Apparently, the whole circus kicked off when someone from the Indian government had the audacity to ask them actual questions about data sovereignty and why these American tech bros think they can hoover up the entire subcontinent’s data to train their overpriced autocorrect machines. Altman, being the good little corporate parrot he is, started blathering about “partnerships” and “enabling the ecosystem”—standard MBA wank-speak for “we’re going to monetize the fuck out of your digital heritage.”
Then Amodei, in his holier-than-thou voice, started pontificating about “AI safety” and “responsible development,” which is rich coming from a guy whose company is just as desperate to shovel GPUs into their datacenters as anyone else. The awkwardness peaked when they both realized they’d been given the same talking points memo but had interpreted “bullshit the locals” in slightly different ways. The silence was apparently so painful you could see the moderator mentally updating their LinkedIn to “open to work.”
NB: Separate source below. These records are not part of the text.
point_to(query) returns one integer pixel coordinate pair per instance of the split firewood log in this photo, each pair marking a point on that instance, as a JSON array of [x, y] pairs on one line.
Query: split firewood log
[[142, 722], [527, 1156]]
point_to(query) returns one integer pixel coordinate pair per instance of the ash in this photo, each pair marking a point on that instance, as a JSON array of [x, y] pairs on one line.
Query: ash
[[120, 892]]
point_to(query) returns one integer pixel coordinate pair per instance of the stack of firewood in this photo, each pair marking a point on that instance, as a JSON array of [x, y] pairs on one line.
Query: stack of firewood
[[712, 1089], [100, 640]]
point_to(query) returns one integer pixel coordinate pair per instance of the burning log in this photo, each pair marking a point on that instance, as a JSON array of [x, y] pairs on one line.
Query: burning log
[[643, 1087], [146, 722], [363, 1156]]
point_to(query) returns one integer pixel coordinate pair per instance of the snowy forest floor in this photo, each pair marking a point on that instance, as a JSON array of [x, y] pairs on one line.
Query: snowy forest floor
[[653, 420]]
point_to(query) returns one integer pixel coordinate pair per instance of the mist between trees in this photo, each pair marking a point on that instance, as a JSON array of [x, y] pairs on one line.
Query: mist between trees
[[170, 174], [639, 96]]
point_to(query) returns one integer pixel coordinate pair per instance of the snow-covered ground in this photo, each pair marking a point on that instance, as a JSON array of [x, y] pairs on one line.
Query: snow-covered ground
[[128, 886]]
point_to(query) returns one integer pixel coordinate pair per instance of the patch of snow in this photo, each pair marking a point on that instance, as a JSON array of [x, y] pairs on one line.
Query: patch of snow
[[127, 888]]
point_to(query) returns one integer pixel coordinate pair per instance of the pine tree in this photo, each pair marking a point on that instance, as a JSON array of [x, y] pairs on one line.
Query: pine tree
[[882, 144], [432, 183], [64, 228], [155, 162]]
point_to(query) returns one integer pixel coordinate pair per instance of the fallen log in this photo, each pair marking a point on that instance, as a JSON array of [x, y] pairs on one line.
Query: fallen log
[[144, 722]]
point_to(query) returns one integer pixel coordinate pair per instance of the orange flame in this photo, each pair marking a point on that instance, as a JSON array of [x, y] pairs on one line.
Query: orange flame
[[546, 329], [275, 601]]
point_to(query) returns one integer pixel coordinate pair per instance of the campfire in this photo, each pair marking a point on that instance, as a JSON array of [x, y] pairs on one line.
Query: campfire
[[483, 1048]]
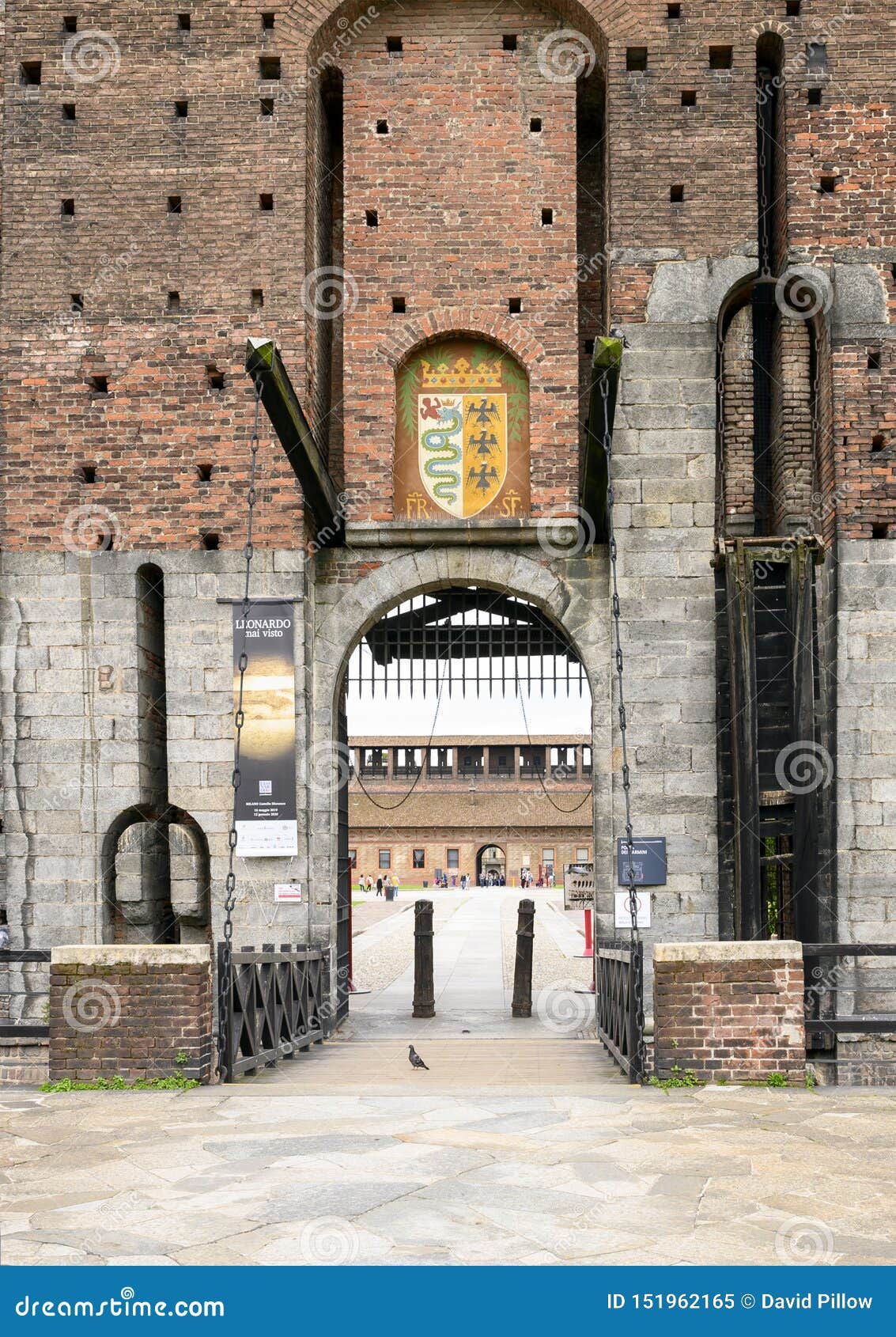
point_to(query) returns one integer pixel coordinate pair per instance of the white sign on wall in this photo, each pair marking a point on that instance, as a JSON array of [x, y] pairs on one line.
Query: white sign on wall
[[288, 892]]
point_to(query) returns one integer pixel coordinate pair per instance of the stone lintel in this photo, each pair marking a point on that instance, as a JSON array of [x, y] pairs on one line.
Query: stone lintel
[[712, 953], [135, 953]]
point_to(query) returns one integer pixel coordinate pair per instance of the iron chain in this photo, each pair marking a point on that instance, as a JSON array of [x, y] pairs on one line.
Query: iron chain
[[623, 725], [240, 718]]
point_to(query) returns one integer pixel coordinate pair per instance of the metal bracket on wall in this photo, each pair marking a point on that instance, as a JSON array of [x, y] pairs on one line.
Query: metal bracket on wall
[[288, 419]]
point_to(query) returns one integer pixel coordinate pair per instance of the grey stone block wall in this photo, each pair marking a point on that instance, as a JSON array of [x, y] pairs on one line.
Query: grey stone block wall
[[665, 461]]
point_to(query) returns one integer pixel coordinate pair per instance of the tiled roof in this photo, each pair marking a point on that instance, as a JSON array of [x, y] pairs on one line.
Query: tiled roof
[[505, 809]]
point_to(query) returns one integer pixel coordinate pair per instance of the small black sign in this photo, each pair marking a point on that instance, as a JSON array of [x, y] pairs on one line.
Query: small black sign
[[649, 860]]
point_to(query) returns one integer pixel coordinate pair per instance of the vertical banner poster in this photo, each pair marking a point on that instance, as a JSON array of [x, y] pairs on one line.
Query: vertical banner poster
[[267, 796]]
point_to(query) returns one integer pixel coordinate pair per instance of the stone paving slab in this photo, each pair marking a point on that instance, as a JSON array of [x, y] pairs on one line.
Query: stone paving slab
[[554, 1162]]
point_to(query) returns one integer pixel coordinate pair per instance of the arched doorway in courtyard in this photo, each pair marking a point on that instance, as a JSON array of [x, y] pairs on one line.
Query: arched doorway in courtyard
[[491, 866]]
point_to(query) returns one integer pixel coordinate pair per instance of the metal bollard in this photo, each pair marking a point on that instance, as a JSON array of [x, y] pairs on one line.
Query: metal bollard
[[424, 983], [524, 970]]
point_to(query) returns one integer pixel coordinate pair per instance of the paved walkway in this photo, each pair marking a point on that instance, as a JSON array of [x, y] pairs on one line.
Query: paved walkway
[[522, 1143], [350, 1157], [474, 951]]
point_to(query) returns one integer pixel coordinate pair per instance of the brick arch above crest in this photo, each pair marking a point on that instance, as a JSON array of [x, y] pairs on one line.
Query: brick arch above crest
[[770, 25], [328, 23], [459, 321]]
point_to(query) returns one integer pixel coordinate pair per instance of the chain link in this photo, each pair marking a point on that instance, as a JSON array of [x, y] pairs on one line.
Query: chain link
[[623, 724], [230, 883]]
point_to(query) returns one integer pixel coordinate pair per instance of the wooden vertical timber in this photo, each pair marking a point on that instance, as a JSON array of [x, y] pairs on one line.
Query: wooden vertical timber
[[803, 734], [741, 623], [522, 1005], [424, 983], [595, 479]]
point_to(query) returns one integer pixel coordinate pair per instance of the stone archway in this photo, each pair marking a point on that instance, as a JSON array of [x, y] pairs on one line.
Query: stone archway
[[346, 612]]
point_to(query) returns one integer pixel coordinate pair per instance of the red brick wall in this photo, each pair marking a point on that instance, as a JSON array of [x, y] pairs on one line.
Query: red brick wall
[[129, 1011], [729, 1009]]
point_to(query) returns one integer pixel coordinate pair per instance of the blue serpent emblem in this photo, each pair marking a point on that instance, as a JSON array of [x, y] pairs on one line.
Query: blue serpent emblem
[[444, 467]]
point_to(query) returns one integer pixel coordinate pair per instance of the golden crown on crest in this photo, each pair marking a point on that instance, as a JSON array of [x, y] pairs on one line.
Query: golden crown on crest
[[460, 376]]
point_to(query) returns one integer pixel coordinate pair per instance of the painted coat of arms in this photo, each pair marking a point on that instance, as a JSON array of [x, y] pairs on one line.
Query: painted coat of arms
[[462, 443]]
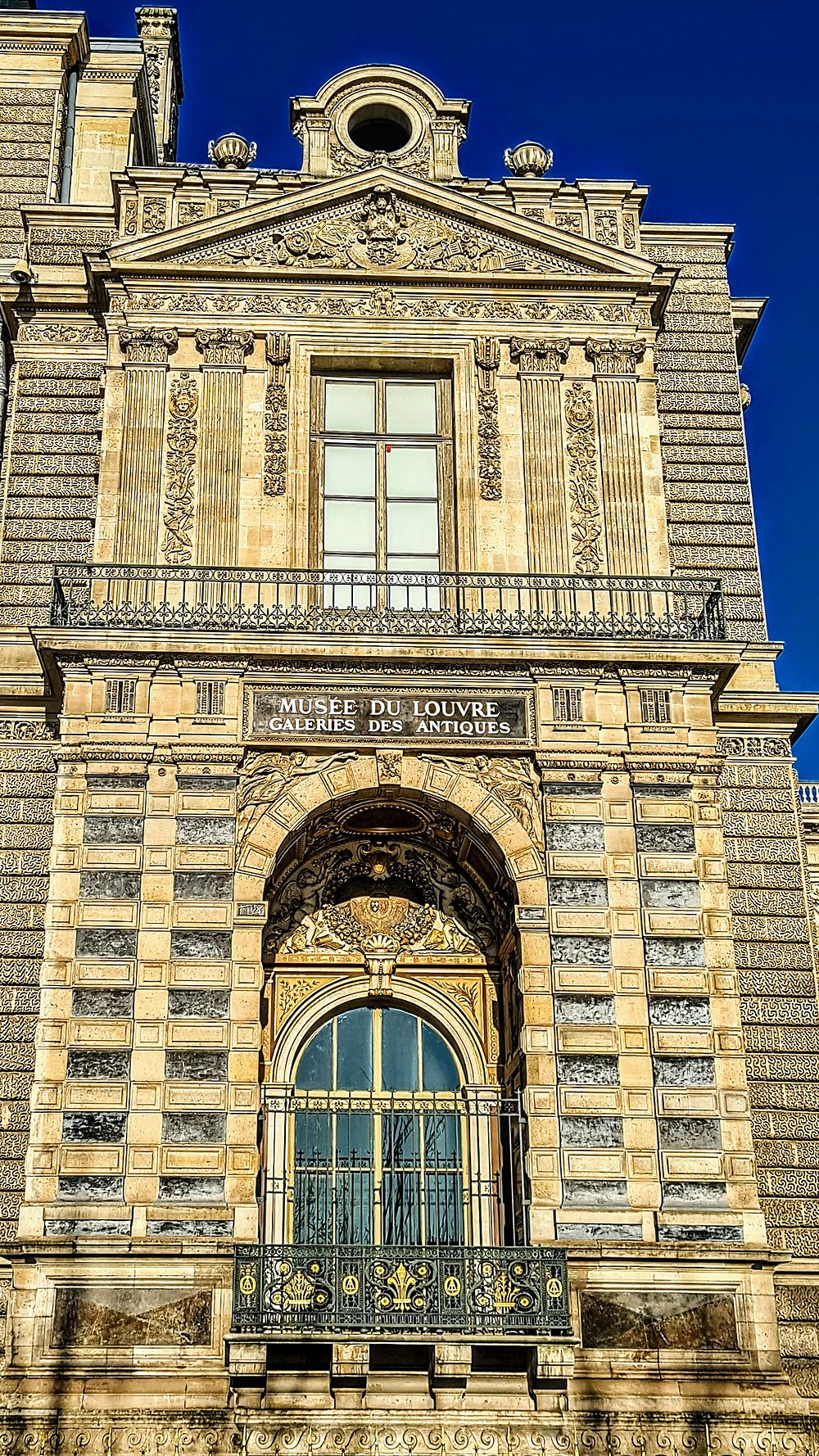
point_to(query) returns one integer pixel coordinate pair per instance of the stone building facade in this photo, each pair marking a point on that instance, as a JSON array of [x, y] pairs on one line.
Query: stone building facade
[[409, 1016]]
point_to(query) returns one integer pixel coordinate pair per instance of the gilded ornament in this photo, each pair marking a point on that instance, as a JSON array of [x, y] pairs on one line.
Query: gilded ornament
[[528, 159], [231, 151]]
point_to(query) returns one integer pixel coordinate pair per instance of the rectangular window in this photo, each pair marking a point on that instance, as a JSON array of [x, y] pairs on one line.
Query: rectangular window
[[568, 705], [120, 696], [210, 699], [383, 450], [654, 705]]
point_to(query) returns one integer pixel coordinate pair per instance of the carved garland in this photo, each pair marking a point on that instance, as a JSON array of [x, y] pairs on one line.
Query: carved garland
[[581, 450], [274, 469], [490, 475], [181, 459]]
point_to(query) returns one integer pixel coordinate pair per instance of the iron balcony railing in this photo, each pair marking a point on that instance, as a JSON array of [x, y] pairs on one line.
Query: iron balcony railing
[[398, 1213], [400, 1291], [370, 603], [396, 1168]]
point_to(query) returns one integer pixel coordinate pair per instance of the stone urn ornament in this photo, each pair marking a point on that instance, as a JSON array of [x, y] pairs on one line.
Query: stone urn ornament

The best bit? Both of them kept name-dropping their “commitment to India” while simultaneously lobbying behind closed doors to make sure Indian regulators don’t actually pass any laws that might—God forbid—cost them money or require them to share their precious training data. It’s the same old colonial playbook, just with more GPUs and fewer actual cannons.
By the end, the audience of local developers and startups looked about as thrilled as users do when I tell them their password expired and yes, they do need to come to the server room in person to reset it. The whole thing was a masterclass in how to patronize 1.4 billion people while pretending you’re doing them a favor.
Altman and Amodei share a moment of awkwardness at India’s big AI summit
Speaking of awkward moments, I once had a middle manager who insisted on “collaborative IT decision-making.” Invited the whole department to vote on our firewall rules. I let it run for exactly 17 minutes—just long enough for him to feel important—before I remotely disabled the Wi-Fi, blamed it on “democratic overload,” and implemented my original config while they were all rebooting their routers. The twat thanked me for “resolving the issue.”